In its discussion of the top risks facing national banks and savings associations, the OCC notes that the aftereffects of the housing market are still being felt by banks in multiple ways, including severely delinquent and in-process-of-foreclosure residential mortgages and vacancy rates. Banks also face growth challenges resulting from a slow economy and heightened financial market volatility resulting in moderate loan growth and historically low interest rates. The third challenge facing banks, that banks may take inappropriate risks in attempts to reach higher levels of profitability, is a function of the first two risks facing banks. As banks’ profit levels are depressed, they search for new ways to generate profit, including additional risk-taking.

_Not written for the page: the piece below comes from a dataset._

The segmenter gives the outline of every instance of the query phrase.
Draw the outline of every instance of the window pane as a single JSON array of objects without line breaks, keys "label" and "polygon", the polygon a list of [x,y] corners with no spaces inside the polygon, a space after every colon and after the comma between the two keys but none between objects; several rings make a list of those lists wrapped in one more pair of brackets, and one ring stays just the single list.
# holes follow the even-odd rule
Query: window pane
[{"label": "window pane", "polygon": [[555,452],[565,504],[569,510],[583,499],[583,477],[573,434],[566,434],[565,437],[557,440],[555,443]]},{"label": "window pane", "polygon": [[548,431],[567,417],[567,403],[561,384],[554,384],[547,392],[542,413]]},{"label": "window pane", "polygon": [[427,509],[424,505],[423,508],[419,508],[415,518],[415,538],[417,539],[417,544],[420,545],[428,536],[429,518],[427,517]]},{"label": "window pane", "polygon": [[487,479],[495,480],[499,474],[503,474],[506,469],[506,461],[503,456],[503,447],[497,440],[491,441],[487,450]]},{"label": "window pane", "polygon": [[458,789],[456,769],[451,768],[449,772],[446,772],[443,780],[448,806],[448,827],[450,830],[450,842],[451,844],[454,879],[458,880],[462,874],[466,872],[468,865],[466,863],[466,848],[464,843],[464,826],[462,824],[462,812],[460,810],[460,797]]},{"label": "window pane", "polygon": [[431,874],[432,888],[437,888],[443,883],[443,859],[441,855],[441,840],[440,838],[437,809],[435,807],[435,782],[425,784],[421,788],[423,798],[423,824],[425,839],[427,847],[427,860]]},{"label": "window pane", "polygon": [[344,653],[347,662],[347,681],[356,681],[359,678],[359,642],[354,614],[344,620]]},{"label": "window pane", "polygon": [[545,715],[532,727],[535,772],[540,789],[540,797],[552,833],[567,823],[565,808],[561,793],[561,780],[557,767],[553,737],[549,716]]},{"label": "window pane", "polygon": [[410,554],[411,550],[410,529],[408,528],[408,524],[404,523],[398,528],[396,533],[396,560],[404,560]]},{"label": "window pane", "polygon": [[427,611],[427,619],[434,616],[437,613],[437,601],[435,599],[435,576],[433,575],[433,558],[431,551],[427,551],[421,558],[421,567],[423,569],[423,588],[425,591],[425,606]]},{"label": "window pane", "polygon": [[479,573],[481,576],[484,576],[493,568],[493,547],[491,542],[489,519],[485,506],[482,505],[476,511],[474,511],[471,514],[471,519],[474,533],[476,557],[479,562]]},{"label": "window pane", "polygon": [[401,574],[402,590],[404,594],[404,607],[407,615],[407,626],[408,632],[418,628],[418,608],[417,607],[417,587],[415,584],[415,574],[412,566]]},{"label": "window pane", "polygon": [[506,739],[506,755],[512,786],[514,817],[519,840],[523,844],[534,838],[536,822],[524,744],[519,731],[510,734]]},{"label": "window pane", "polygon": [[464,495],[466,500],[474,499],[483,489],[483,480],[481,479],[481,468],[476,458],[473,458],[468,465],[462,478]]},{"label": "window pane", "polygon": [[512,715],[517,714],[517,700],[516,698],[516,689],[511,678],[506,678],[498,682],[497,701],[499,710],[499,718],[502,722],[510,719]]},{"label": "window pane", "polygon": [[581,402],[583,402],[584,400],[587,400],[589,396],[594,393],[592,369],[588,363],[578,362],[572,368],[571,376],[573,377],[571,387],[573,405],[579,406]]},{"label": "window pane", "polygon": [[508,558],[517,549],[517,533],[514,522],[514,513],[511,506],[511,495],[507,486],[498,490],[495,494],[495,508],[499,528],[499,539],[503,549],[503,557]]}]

By highlighting the resulting pressure to engage in risk-taking in order to increase profitability, the OCC sent a clear message to its supervised financial institutions that under no circumstances will banks be justified in taking on unsafe and unsound levels of risk. To avoid the temptation to take excessive risks, a bank board of directors must adopt and enforce policies that prohibit activities inconsistent with the board’s approved risk profile and tolerance.

Pepper Points

A bank should pursue an appropriately robust compliance regime as well as strategic planning processes that enable its senior management to recommend to its board how it should address the OCC-identified challenges and any other unique challenges it specifically faces, by:

  • refreshing and rebooting the bank board’s mission statement of the bank’s future; vital are assessments of the bank’s operating environment; strategic direction; and the staff responsible for implementing sound risk management systems, which perform their duties independently of the bank’s risk-taking activity
  • assessing the efficacy of existing processes and agreements with respect to asset management, safety and soundness, serving its community’s credit needs, consumer compliance, vendor relationships, information security and risk transfer
  • training often, and
  • documenting efforts.

Absent robust policies that keep a bank ahead of the curve, the OCC may issue a post-examination finding to the bank compelling the above-recommended self-examination and strategic planning processes through issuance of a public supervisory order.